The surgical approach for mediastinal tumors in the thoracic outlet is difficult to decide [1]. Because most of these tumors are benign, minimally invasive surgery is desirable. For small tumors, resection can be performed with simple VATS or VATS with carbon dioxide insufflation into the thoracic cavity, or, in some cases, robotic surgery; however, when tumors are large and adjacent to major vessel or nerves, it is often difficult to dissect the cranial part safely because of anatomical issues, surgical device issues in VATS, and poor visualization. In these cases, an additional neck approach is necessary for safety.

TMA was introduced by Grunenwald and Spaggiari for resecting superior sulcus tumors [2]. It is a useful and safe approach because it allows good visualization of major vessels and nerves in the neck without altering shoulder mobility. Based on these advantages of TMA and VATS, there are some reports on the combined surgical technique with TMA and VATS in the resection of superior sulcus tumors [3, 4], and we applied this technique to large mediastinal tumors in thoracic outlet adjacent to major vessels. Because it was difficult to obtain a good visualization of the opposite side with either the VATS or TMA approach, we considered that the combination of the VATS and TMA approach would complement each other. Furthermore, this dual approach enables a safer and less invasive operation procedure, reducing the risks of functional restriction or paresthesia of the upper extremity.

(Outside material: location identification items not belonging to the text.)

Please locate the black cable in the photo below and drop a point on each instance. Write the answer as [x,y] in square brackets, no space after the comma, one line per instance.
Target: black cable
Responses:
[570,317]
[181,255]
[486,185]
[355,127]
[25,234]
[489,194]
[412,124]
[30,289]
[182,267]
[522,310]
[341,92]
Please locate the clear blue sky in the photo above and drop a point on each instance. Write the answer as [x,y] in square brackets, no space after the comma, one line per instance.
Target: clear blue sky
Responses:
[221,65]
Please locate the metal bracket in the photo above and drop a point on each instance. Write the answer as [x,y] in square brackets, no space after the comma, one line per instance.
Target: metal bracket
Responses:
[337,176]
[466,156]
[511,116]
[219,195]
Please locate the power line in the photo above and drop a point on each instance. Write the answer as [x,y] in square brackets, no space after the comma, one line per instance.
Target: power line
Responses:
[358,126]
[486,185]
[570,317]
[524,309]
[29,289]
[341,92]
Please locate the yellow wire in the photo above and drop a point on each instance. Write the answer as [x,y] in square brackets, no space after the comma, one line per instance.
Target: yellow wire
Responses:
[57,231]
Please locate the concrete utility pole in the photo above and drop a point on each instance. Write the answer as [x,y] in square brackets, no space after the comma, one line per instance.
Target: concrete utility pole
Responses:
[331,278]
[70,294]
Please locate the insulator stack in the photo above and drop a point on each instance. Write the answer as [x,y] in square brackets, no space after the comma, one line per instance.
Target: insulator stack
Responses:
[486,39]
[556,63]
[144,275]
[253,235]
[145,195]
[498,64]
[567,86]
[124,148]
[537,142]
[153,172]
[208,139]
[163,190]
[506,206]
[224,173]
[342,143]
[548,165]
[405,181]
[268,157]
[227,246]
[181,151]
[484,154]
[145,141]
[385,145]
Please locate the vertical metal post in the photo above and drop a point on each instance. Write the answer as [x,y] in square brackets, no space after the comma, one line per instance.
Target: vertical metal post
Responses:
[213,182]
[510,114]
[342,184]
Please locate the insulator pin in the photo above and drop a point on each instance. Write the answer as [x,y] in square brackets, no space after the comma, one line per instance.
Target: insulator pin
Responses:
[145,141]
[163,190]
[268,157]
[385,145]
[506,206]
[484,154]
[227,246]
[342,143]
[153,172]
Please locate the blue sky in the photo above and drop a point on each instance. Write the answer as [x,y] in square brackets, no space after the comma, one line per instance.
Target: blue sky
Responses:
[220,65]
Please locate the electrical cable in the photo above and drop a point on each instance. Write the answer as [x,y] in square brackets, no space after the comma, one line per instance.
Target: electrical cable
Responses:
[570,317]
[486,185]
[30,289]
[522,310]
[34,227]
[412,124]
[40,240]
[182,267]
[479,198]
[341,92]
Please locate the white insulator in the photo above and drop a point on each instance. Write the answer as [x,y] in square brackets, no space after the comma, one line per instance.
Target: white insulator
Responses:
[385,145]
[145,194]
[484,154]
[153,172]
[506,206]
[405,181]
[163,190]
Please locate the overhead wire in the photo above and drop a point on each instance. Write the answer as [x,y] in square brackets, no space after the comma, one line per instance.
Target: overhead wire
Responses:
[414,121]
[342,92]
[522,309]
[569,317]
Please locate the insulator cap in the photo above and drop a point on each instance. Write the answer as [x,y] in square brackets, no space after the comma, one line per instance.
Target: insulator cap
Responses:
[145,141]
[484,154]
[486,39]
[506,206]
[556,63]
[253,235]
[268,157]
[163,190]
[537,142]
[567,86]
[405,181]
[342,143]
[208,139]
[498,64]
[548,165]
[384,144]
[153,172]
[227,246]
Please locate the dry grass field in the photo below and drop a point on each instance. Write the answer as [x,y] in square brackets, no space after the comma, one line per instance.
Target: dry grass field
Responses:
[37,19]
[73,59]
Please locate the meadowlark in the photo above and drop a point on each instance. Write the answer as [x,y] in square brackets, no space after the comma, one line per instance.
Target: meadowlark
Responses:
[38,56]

Postoperatively, Horner syndrome was detected in both cases, which both resolved naturally. This probably developed because of sympathetic nerve paresis induced by the influence of dissection around the sympathetic nerve. By this dual approach, the good visualization of sympathetic nerve, phrenic nerve and vagal nerve was achieved, and the injury of these nerves was avoided.

Conclusion

The dual approach with TMA and VATS allows a safe and less invasive resection of large mediastinal tumors in the thoracic outlet. Although the transient Horner syndrome was detected postoperatively, it was naturally recovered.